The government identity fraud reporting centre (CMI) received 3,373 reports of fraud arising users handing over scans of their IDs in 2025 – up from 2,208 a year earlier – the paper said, citing the agency’s internal records. Reports rose again from 326 in January this year to 1,350 in April.

Only certain types of organisation are legally required to verify customer identity with a full ID scan – banks, insurers, cryptocurrency platforms and licensed gambling sites, under the money laundering prevention act and the gambling act.

But Airbnb, Tinder, LinkedIn, Ryanair, Instagram, Facebook, Pornhub and OnlyFans have all introduced or expanded ID-scan checks, the Telegraaf said, citing fake-profile detection, age verification under the EU Digital Services Act, or trust and safety.

Routed through US firm

Many of those platforms, including LinkedIn, Ryanair, Airbnb and Roblox, route their checks through Persona, a San Francisco-based identity verification firm. In February, researchers found Persona had left its entire government dashboard codebase – 53 megabytes across 2,456 files – publicly accessible on a US government-authorised server.

Privacy expert Brenno de Winter told the Telegraaf that under the US Cloud Act, American authorities can compel US-owned firms to hand over data, meaning Dutch passport scans processed by Persona could in principle be requested by US agencies.

The same Cloud Act exposure underpins ongoing controversy over the proposed US takeover of Solvinity, which hosts the government’s DigiD identity system, as well as a class action launched against Odido after February’s leak of ID details belonging to 6.2 million customers.

What the regulator says

The Dutch data protection authority said social-media platforms may only require an ID scan where there is a credible reason to doubt a user’s identity and where no alternative method of verification is available.

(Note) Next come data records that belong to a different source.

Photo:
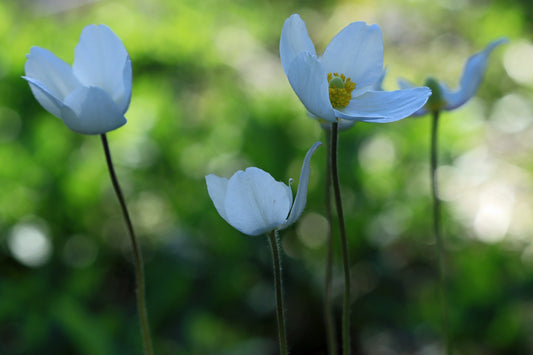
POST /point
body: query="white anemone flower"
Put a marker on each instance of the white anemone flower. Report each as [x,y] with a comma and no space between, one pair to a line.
[254,203]
[446,99]
[341,84]
[92,95]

Users asked for a scan should ask why it is needed, contact the platform’s data protection officer, and hide their BSN numbers, along with any other unnecessary information. The home affairs ministry’s KopieID app allows users to add a watermark stating the purpose and date of the copy.

EU age check

The European Commission has urged member states to roll out an EU-wide age verification app by the end of the year, which would let users prove they are over 18 without disclosing their identity or date of birth.

The Netherlands is not among the seven countries piloting the technology – Cyprus, Denmark, France, Greece, Ireland, Italy and Spain – and Brussels has stopped short of making the app mandatory.